Paul Richard wurde 1926 im Apothekerhaus geboren und hatte schon früh Kontakt und Interesse an der Welt der Medikamente und Heilmittel. 1956 heiratete er die Apothekerin Ursula Kuhse. Sie eröffnete 1961 eine zweite Apotheke, die Hirsch-Apotheke. Das Apothekengesetz untersagte damals den Besitz mehrerer Apotheken unter einem Apotheker.

 Nach dem Tod ihres Mannes nahm Maria Fink das Recht in Anspruch, die Apotheke zu verpachten, bis ihr Sohn diese übernehmen konnte.
Nach dem Tod ihres Mannes nahm Maria Fink das Recht in Anspruch, die Apotheke zu verpachten, bis ihr Sohn diese übernehmen konnte. Foto: RP/Andrea Fink

Paul und Ursulas Tochter Andrea folgte den Eltern und Großeltern als Pharmazeutin und übernahm am 1. Januar 1997 die traditionsreiche Marien-Apotheke. Nach der Reform des Apothekengesetzes, als das Mehrbesitzverbot gelockert wurde, konnte 2009 die Hirsch-Apotheke zur Filiale der Marien-Apotheke werden.

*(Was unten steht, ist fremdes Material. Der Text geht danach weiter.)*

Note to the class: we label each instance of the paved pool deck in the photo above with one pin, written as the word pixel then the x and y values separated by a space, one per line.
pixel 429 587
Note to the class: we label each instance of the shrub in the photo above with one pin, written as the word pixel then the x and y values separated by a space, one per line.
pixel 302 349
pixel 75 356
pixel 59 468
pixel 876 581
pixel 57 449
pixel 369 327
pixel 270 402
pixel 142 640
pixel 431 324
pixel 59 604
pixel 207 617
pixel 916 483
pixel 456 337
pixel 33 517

Andrea Fink leitet heute beide Apotheke und kann auf die Unterstützung von langjährigen Mitarbeitern setzen. „Auch nach so vielen Jahren finde ich es toll, Apothekerin zu sein. Weil wir nicht einfach Verkäufer von Produkten sind, sondern den Menschen zuhören müssen, um beraten und wirklich helfen zu können. Und oft geht es nicht nur um Medikamente, sondern auch um Hinweise zu Ernährung, Bewegung und aktiver Lebenshilfe“, sagt Fink, die das Jubiläum gestern gemeinsam mit Gästen aus dem Ort feierte.

Die Apothekerin blickt zuversichtlich in die Zukunft mit E-Rezepten und fortschreitender Digitalisierung. Für Andrea Fink und ihr Team ist es genau wie ihren Vorfahren in den vergangenen 100 Jahre wichtig, nah am Menschen, nah an den Osterather Patienten zu sein. Mit Aktionsangeboten im ganzen Monat Juli will Andrea Fink mit den Kunden feiern.